DNA-binding factor footprints and enhancer RNAs identify functional non-coding genetic variants

This article has been Reviewed by the following groups

Read the full article

Listed in

Log in to save this article

Abstract

Genome-wide association studies (GWAS) have revealed a multitude of candidate genetic variants affecting the risk of developing complex traits and diseases. However, these highlighted regions are typically in the non-coding genome, and uncovering the functional causative single nucleotide variants (SNVs) is challenging. Prioritisation of variants is commonly based on functional genomic annotation with markers of active regulatory elements, but current approaches still poorly predict functional variants. To address this, we systematically analyse six markers of active regulatory elements for their ability to identify functional variants.
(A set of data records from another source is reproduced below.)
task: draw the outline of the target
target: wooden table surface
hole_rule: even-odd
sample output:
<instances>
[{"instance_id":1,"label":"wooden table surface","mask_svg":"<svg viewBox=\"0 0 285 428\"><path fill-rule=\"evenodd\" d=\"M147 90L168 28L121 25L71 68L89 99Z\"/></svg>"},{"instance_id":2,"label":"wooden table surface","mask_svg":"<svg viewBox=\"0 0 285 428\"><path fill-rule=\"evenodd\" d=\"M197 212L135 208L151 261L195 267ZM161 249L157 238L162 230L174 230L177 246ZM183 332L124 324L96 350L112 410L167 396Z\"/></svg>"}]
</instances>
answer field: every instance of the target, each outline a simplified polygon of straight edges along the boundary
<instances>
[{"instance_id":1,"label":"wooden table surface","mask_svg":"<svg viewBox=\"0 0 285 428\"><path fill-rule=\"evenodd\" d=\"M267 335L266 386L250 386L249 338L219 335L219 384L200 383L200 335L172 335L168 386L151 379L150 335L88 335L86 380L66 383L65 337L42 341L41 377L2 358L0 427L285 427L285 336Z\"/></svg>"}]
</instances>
We benchmark against molecular quantitative trait loci (molQTL) from assays of regulatory element activity that identify allelic effects on DNA-binding factor occupancy, reporter assay expression, and chromatin accessibility. We identify the combination of DNase footprints and divergent enhancer RNA as markers for functional variants. This signature provides high precision, trading-off low recall, thus substantially reducing candidate variant sets to prioritise variants for functional validation. We present this as a framework called FINDER – Functional SNV IdeNtification using DNase footprints and Enhancer RNA, and demonstrate its utility to prioritise variants using leukocyte count trait and analyse variants in linkage disequilibrium with a lead variant to predict a functional variant in asthma. Our findings have implications for prioritising variants from GWAS, in development of predictive scoring algorithms, and for functionally informed fine mapping approaches.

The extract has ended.